HER SMELL réalisé par Alex Ross Perry, disponible en DVD le 19 novembre 2019 chez Potemkine Films
Acteurs : Elisabeth Moss, Angel Christian Roman, Cara Delevingne, Dan Stevens, Agyness Deyn, Gayle Rankin, Ashley Benson, Dylan Gelula…
Scénario : Alex Ross Perry
Photographie : Sean Price Williams
Musique : Keegan DeWitt
Durée : 2h10
Date de sortie initiale : 2019
LE FILM
Becky Something est une superstar du rock des années 90 qui a rempli des stades avec son girls band : « Something She ». Quand ses excès font dérailler la tournée nationale du groupe, Becky est obligée de compter avec son passé tout en recherchant l’inspiration qui les a conduites au succès.

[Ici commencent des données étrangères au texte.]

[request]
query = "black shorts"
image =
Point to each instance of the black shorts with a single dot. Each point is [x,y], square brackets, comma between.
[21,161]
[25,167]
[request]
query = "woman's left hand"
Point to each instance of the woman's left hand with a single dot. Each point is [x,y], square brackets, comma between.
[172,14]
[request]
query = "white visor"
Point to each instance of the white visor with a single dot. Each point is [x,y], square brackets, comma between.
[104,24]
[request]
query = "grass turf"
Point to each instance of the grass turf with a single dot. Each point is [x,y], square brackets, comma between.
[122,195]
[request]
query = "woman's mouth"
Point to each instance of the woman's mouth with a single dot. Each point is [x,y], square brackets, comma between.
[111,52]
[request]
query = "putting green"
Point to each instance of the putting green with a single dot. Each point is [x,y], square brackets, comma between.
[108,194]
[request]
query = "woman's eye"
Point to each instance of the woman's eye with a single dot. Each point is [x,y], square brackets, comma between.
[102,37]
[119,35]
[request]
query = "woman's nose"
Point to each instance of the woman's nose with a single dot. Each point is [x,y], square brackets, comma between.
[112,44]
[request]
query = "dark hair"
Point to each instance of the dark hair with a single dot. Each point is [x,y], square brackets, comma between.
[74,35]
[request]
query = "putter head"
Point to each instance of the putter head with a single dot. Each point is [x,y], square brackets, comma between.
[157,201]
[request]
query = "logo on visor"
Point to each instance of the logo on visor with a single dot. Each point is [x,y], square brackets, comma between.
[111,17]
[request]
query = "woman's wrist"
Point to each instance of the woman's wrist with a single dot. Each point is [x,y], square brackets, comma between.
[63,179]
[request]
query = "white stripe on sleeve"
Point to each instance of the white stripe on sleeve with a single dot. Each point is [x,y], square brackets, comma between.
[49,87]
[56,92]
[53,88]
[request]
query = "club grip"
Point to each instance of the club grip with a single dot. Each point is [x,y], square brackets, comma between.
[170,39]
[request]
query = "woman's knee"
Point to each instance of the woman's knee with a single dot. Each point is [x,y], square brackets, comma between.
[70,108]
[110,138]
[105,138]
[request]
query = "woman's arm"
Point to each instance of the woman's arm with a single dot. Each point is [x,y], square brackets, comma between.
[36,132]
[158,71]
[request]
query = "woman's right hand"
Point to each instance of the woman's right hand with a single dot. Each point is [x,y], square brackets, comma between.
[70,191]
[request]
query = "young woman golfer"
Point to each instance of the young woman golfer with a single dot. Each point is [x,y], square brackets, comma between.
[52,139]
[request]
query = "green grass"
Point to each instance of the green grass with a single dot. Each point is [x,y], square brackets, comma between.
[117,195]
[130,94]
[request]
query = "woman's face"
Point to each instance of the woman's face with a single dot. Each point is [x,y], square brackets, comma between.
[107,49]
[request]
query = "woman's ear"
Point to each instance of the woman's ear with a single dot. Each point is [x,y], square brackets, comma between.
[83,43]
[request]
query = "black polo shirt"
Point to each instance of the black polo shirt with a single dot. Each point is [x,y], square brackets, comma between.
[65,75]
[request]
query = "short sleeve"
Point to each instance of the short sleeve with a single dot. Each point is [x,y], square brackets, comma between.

Après un premier coup d’essai (Impolex) en 2009, le cinéaste Alex Ross Perry (né en 1984) est remarqué avec son second film The Color Wheel, une oeuvre étrange et singulière formellement intéressante, marquée par un grain cinéma fourmillant et un N&B tranché capturé en 16mm. Représentant du mouvement cinématographique appelé Mumblecore aux côtés d’Andrew Bujalski (Funny Ha Ha, Mutual Appreciation, Beeswax), les frères Safdie (The Pleasure of being robbed, Lenny and the kids), Lynn Shelton (Humpday), les frères Duplass (Baghead) et Joe Swanberg (Hannah takes the stairs), tous largement recommandables, Alex Ross Perry aura ensuite entamé une collaboration avec la comédienne Elisabeth Moss. Listen Up Philip (2014) et Queen of Earth (2015) marqueront leurs deux premières associations, puis le cinéaste lui fera une petite infidélité avec Golden Exits (2017), film inédit en France. Projet mûri pendant plusieurs années, Her Smell a été écrit pour Elisabeth Moss. Véritablement investie corps et âme dans ce film, la comédienne, révélée par les séries A la Maison-Blanche et l’extraordinaire Mad Men, est exceptionnelle dans ce faux film musical, mais vrai drame psychologique, très immersif, dans lequel Alex Ross Perry expérimente une fois de plus la forme de son cinéma.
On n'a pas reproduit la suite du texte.